DEEP IMPACT (49)
Directed by: Mimi Leder
Starring: Téa Leoni, Morgan Freeman, Elijah Wood, Vanessa Redgrave
The Pitch: The human race faces extinction as a massive asteroid hurtles irrevocably Earthwards.
Theo Sez: What with this and THE PEACEMAKER, Leder seems well on her way to becoming queen of the kinder gentler action movie - and it's certainly encouraging to see such relatively thoughtful fare occupying the early-summer TWISTER slot, box-office-wise ; sitting through it, however, is another matter. It's in the worthy mould of stuff like the 1983 TESTAMENT, sober but not particularly stimulating, with a cloying (oboe?) score and reconciliations aplenty in the face of disaster (the influence of INDEPENDENCE DAY?) : the heavyweight writing team rise to the occasion once or twice, notably in the Redgrave character's feeling of becoming "liberated" from Life, but mostly the End Of The World is a matter of lines like "I love you Mommy" and "It's been a pleasure serving with you, Commander", and the once-great Maximilian Schell doing strange, twitchy things with his eyes to suggest unfathomable Depths of Feeling. It seems unfair to laugh at it, really - it tries so hard to be sombre and discreet, and it's certainly ambitious ; but the problem is it never laughs at itself.

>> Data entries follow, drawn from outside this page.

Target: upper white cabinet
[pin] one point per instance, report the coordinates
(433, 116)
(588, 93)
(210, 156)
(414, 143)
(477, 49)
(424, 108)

There's potential for something awkward and offbeat (and touching, and wryly comic) in the gulf between people doing everyday things and facing the unimaginable - in details like the President making his doomsday speech off an autocue machine, or in the things we never even see, people shaving or cooking meals ; but the film never picks up on it. Basically, it treats the situation as rather maudlin soap-opera - whereas you feel it's much more likely to involve a rueful, chaotic kind of black farce.